THE DISTRIBUTION PLAN
Pursuant to an order entered by the Commission on consent on August 11, 1999, Drew Edgar Schaefer ("Schaefer") paid to the Commission a total of $200,000 in disgoregment. The disgorgement represents a portion of Americorp Securities, Inc.'s ("Americorp") and Schaefer's alleged unjust enrichment from a fraudulent scheme involving the initial public offering ("IPO") of securities in PHC, Inc. ("PHC"). Specifically, Americorp and Schaefer violated the Securities Act of 1933 and the Securities Exchange Act of 1934 by: (1) illegally soliciting aftermarket orders for the stock of PHC before its initial public offering on March 3, 1994 became effective; and (2) illegally delaying the execution of orders for PHC stock until the end of the trading day on March 3, 1994 in order to sell PHC stock to Americorp's customers at higher prices. See Americorp Securities, Inc. and Drew Edgar Schaefer, Exchange Act Release No. 41728 (August 11, 1999) ("Order").
The affected accounts are all retail customer accounts in which purchase orders for PHC common stock were executed by Americorp at the end of the day on March 3, 1994, in one of two batched transactions, at a price of $6 per share (including markup) (the "March 3, 1994 batched transactions") (the "Affected Accounts"). Affected Accounts, however, shall not include the accounts of Respondents or any officers, employees, and family members thereof, nor the three retail accounts into which Respondents placed approximately 19 percent of the units offered in the PHC IPO as part of a prearranged plan as described at Paragraph II.5. of the Order.
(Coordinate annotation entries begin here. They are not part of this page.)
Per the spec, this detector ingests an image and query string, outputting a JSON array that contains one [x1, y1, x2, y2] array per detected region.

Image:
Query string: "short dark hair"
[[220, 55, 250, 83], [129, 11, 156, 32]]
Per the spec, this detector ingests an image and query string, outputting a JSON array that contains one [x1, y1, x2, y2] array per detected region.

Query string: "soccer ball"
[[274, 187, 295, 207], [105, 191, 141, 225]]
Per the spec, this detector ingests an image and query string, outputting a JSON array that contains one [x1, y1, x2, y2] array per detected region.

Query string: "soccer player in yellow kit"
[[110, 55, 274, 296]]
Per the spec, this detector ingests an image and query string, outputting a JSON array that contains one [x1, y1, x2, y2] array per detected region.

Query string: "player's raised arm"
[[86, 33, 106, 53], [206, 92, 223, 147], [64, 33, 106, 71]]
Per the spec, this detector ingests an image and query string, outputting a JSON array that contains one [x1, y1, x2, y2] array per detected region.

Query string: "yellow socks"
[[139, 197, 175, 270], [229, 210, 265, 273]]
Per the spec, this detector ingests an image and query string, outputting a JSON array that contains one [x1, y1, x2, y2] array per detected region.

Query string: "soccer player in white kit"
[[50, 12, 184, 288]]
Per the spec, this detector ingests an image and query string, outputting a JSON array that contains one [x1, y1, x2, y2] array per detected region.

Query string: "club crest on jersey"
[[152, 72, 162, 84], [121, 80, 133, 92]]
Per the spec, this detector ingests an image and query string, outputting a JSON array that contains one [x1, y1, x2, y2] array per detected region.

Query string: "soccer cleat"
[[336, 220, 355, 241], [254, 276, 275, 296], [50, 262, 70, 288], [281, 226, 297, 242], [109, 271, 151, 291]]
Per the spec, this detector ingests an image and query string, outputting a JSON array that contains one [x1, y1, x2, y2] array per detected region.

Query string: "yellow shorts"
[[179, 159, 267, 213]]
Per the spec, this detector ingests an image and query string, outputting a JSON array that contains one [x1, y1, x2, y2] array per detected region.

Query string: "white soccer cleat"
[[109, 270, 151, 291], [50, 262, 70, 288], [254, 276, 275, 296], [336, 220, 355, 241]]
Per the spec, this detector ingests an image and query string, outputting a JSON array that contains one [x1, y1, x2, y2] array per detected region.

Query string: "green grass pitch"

The Distribution Plan provides that the holders of the Affected Accounts ("Claimants") are entitled to receive their pro rata share of the disgorgement. Each Affected Account's pro rata share shall be calculated as follows: The disgorgement amount of $200,000 shall be divided by the total number of shares of PHC common stock purchased in all the Affected Accounts in the March 3, 1994 batched transactions (408,500), yielding a per share amount of $0.489596. Each individual Affected Account's pro rata distribution shall be calculated by multiplying the total number of shares of PHC common stock purchased in each Affected Account by $0.489596. All pro rata distributions shall be rounded to the nearest dollar ($1.00). For example, the pro rata distribution for an Affected Account that purchased 200 shares of PHC common stock is $98.
A Commission employee will act as administrator of the plan and will not receive any compensation other than her regular salary. Pursuant to the Distribution Plan, Proof of Claim forms will be sent to the holders of the Affected Accounts, to be returned within 45 days.
Eligible Claimants whose address has changed since March 3, 1994, or is expected to change, are encouraged to notify the Division of their current address by writing to Timothy G. Hansen, Esq., United States Securities and Exchange Commission, 7 World Trade Center, 13th Floor, New York, New York 10048, or by calling 212-748-8256.
For the Commission, by its Secretary, pursuant to delegated authority.